Madoff, 70, was jailed on Thursday after pleading guilty to running the biggest investment fraud in Wall Street history.
His sentencing on 11 criminal charges is scheduled for June 16, when he could be imprisoned for the rest of his life.
A three-judge panel in the U.S. Court of Appeals for the Second Circuit in New York will hear oral arguments on March 19 on two motions by Madoff's lawyers, a court official said.
One motion aims to suspend an order made at Thursday's plea proceeding by U.S. District Judge Denny Chin to revoke Madoff's $10 million bail. Madoff was arrested last December 11.
The panel will also hear a motion from the lawyers to reinstate bail conditions so Madoff can return to house arrest in his $7 million Manhattan penthouse.
The District Court erroneously failed to release Mr. Madoff because the evidence clearly shows that Mr. Madoff is not a flight risk and does not pose a threat to the community, a court document said. It said Madoff does not have the means to flee.
Madoff's personal assets and assets of his New York firm, Bernard L. Madoff Investment Securities LLC, have been frozen.
The lawyers argued that Madoff needs to be released so he could contribute to resolving a dispute over restitution and/or forfeiture.
Prosecutors have said that as of November 30, 2008, Madoff's client accounts purportedly had $64.8 billion, but in reality held only a small fraction of that.

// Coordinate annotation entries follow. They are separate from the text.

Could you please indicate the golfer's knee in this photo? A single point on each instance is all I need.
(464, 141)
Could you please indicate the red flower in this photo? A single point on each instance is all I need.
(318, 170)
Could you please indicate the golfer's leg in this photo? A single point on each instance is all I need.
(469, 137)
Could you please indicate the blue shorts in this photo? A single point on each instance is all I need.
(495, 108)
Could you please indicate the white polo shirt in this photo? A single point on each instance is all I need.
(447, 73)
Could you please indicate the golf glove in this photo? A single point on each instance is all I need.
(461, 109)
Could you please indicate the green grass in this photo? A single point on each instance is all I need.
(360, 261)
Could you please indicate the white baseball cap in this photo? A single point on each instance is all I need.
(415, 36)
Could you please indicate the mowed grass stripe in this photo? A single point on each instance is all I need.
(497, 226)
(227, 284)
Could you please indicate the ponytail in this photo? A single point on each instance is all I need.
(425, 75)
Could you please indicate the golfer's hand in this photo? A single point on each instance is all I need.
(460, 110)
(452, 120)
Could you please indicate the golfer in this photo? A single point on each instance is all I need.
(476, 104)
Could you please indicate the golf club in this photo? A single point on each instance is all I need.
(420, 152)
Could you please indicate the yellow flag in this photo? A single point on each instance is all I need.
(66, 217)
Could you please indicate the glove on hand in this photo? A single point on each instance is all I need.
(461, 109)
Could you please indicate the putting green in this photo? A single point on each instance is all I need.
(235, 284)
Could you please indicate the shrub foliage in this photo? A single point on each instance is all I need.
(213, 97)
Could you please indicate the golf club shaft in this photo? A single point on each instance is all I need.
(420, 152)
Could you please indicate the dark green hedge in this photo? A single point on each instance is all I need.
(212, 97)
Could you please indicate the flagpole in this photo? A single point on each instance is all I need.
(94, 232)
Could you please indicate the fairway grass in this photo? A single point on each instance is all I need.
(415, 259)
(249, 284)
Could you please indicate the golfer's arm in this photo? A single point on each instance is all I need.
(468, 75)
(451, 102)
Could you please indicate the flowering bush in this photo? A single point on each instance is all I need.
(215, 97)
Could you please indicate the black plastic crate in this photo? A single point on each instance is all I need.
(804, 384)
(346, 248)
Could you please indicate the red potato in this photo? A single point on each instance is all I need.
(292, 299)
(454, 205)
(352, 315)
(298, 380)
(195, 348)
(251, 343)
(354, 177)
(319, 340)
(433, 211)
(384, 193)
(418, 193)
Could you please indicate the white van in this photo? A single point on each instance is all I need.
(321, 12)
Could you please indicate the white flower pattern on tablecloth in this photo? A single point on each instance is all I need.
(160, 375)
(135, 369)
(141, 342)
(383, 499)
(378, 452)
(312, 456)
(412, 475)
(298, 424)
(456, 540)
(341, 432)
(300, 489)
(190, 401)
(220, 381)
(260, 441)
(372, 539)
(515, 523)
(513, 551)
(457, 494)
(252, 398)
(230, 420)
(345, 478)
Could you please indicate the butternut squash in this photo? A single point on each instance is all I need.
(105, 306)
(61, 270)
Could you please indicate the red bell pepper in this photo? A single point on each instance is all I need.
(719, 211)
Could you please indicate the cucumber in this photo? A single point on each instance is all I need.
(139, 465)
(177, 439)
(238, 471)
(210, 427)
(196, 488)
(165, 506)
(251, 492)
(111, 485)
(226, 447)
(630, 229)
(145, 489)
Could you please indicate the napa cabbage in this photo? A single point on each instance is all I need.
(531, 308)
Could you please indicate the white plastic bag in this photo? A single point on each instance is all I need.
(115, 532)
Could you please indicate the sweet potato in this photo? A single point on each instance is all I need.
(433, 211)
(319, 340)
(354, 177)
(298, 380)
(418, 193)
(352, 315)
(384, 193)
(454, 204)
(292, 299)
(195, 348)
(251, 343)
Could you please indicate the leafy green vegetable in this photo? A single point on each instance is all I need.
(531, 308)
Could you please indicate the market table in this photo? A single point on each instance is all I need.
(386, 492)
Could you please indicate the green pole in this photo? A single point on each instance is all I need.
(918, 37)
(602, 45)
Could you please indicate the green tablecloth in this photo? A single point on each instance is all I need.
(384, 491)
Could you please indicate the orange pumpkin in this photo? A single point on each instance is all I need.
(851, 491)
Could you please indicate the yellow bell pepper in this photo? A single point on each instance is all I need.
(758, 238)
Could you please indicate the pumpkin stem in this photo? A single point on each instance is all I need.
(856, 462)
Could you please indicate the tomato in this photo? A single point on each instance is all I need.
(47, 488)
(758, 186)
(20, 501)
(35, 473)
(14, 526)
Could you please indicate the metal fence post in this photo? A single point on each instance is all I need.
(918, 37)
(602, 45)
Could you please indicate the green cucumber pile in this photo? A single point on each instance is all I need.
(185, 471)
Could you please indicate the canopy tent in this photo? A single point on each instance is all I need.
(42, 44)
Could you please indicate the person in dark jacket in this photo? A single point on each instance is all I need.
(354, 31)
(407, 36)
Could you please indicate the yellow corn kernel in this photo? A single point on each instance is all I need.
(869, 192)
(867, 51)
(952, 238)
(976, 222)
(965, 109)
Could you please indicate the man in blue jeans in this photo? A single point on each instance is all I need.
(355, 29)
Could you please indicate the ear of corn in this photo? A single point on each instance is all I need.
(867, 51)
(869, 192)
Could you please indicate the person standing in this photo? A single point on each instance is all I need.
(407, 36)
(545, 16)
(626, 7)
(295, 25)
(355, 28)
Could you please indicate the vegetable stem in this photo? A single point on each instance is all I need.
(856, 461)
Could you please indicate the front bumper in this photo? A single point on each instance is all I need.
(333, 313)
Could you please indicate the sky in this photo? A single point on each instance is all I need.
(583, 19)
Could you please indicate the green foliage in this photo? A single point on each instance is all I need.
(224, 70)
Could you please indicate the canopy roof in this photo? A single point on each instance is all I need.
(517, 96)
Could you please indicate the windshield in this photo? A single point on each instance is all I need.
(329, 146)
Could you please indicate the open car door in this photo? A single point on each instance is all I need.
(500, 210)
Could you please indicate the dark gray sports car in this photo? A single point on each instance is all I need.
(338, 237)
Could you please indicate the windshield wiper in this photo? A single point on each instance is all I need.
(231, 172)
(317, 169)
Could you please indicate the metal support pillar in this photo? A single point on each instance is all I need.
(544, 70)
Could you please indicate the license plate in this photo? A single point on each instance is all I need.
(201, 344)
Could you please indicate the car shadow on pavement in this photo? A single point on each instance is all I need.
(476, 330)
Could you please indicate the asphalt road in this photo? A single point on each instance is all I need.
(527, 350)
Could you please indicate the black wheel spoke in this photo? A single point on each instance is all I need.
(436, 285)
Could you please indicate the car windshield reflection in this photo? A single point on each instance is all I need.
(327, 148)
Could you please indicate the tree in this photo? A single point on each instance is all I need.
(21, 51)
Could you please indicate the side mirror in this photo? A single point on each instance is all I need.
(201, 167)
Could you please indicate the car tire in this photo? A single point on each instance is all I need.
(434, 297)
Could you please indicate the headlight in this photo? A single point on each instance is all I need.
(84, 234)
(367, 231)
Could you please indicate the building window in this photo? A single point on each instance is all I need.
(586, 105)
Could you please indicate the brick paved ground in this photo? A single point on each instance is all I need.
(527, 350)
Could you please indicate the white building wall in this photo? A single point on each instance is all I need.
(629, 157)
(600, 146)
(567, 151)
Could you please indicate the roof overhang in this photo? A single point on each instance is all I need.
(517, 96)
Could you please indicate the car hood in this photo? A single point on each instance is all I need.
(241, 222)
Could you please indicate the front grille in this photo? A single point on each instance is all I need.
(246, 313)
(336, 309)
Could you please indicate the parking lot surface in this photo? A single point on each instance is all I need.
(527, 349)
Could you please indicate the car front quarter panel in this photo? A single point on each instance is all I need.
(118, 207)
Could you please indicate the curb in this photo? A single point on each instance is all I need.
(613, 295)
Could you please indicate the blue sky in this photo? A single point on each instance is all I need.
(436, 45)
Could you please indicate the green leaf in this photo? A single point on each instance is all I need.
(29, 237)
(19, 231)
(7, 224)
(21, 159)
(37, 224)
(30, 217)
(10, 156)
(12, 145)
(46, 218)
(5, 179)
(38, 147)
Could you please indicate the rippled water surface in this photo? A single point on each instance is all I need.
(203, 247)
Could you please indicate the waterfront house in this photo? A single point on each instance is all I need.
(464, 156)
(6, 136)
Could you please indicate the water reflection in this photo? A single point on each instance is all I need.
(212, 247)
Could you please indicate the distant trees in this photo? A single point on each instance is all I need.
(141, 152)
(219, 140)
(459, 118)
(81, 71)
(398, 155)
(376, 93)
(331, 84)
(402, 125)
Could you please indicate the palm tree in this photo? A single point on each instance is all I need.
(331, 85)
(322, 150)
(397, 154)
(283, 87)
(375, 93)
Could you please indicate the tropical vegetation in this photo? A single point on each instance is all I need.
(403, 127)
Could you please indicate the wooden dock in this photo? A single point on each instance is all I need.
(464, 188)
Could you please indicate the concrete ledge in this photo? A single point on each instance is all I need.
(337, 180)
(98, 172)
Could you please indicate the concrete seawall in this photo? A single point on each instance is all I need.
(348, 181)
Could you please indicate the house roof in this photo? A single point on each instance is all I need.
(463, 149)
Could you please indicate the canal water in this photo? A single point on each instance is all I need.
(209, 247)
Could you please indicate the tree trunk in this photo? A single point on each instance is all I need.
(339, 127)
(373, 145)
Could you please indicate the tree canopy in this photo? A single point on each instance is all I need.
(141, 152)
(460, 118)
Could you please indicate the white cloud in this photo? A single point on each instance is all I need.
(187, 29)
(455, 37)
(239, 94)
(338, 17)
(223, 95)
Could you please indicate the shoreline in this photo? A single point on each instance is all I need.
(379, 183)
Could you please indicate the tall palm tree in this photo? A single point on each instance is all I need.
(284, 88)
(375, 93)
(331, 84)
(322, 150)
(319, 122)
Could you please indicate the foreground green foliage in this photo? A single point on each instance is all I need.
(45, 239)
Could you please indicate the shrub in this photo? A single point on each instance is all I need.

They are seeking $170.8 billion in forfeiture from Madoff, a sum they estimate of all the money and property that can be traced back to the fraud. They have not said how they arrived at that figure and Madoff's lawyers have challenged it as grossly overstated.
Mr Madoff's contribution to this effort will be severely hampered, if not altogether eliminated, if he is remanded, the lawyers said in the filing with the appeals court. They said Madoff was the only person responsible for the crimes and, as a result, is the only person with the knowledge needed to decipher the relevant records.
The government has until Tuesday to respond to the appeal.